Daniel's apparent enthusiasm for viewing things in terms of "generations" (see e.g., his reference to "the generation in office," whatever that is, and "the issue for my generation") echoes Tony's recent discussion of "a younger generation in the United States" in his op-ed on Israel.

None of which means that Tony wrote his kid's stuff. But I don't think it's strange to suggest that there may have been a little editing going on.

Anonymous said...

A false accusation of plagiarism is a libelous act, a charge that need not necessary be claimed by the offended party.

Who is the liar here? A man predisposed to outbursts, overwhelmed by cynical urges and uninhibited to the point of throwing collegiality out the window. His is a discredited name, discrediting to be associated with, in our humble judgement.

Lindsay Beyerstein said...

How dare Michael Wolff accuse Tony Judt of fabricating his son's half of the op/ed based on nothing more than his gut feeling?

Of course a gifted 15-year-old can write like that. I'm sure both sides of the exchange were edited and polished for publication.

Judt is one of the greatest historians of his generation.
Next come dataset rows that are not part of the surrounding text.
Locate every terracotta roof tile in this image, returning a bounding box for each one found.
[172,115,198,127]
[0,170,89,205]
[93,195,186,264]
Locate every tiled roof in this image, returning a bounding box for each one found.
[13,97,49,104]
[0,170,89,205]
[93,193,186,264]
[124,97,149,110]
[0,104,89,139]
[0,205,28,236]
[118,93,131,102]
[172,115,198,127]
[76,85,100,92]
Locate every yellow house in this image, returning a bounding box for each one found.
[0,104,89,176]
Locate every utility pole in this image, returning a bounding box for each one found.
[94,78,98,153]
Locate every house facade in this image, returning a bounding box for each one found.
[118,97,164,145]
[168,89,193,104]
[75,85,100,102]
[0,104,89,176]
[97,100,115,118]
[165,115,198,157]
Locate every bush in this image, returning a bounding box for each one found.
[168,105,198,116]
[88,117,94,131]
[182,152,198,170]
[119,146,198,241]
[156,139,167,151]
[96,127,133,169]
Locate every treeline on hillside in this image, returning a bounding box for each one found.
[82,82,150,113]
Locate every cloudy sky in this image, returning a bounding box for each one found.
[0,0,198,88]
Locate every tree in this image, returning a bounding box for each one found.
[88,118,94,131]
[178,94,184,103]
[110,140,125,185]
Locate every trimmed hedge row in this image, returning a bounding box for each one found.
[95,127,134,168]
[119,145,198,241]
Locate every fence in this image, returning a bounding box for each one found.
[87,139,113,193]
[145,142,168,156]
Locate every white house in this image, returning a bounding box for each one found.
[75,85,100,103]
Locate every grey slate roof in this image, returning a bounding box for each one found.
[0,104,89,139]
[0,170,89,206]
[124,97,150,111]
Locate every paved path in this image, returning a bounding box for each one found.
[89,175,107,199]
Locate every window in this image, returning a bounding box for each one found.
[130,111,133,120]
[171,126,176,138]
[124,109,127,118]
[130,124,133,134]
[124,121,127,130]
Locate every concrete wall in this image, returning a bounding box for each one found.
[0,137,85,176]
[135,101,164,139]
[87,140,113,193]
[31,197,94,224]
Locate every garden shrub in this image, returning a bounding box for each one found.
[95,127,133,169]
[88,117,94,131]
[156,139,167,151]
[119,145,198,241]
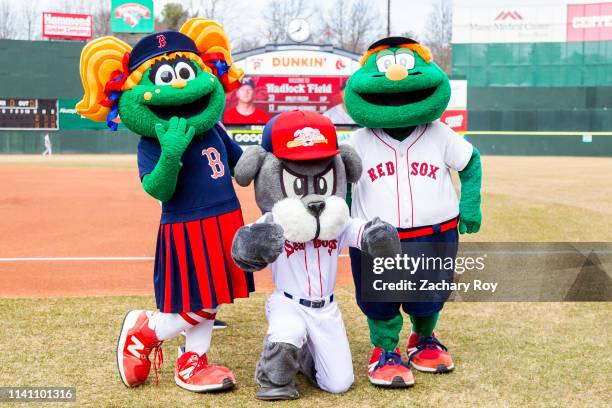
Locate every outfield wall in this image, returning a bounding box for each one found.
[0,40,612,156]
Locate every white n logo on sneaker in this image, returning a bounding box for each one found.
[179,366,195,379]
[128,336,144,358]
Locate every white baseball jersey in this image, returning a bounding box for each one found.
[258,213,365,300]
[349,121,473,228]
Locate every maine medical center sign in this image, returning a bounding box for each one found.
[452,2,612,44]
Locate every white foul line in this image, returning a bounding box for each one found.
[0,256,155,262]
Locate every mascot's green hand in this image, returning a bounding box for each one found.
[142,117,195,202]
[155,116,195,161]
[459,148,482,234]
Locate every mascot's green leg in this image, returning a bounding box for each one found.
[410,312,440,337]
[368,313,404,351]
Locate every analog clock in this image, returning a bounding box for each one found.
[287,18,310,42]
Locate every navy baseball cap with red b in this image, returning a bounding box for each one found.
[261,110,340,161]
[128,31,200,72]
I'm not surprised that he raised an articulate son.

Anonymous said...

You describe Tony Judt as "a widely respected Euopean historian who is paralyzed from the neck down as a result of a 2009 ALS diagnosis."

(1) Where is "Euope"?

(2) This is big medical news. I'd never before heard of a diagnosis triggering paralysis.

Anonymous said...

Wolf went on a hunch, and the hunch might turn out later to be correct. His hunches are usually spot on. So what if the oped -- by the way, was it commissioned as an oped or send in cold or set up by a literary agent, what was the payment, US$500, to be split two ways, and who was the check made out to? -- so what if the oped was ghostwritten and heavily edited, many of the Times opeds are ghostwritten and edited. Do you thnk Bill Gates writes his own opeds? Do you think Sting writes his own opeds? No way. Do you think politicians in DC and NYC write their own opeds? No way; their ghostwriters and assistants write them, just as Obama's book was not written by Obama and Larry King's books are not written by Larry.

So the father and son created a nice father-son oped set-up for the Times. Nice. It read well. It made people think.

Me thinks MW is a tad off his game, if this is all he can write about. But his hunch is sound.

Anonymous said...

The father/son team might well be looking at the crab bucket in action to parse out whatever’s keeping MW down, his intuition, his overlords, his underlings, doesn’t seem like that’s where he wants to be. He himself might have been a precocious writer who could write as clearly as Judt the son back in the day when curiosity was its own reward, sense of accomplishment felt good, and caring wasn't code for something sinister.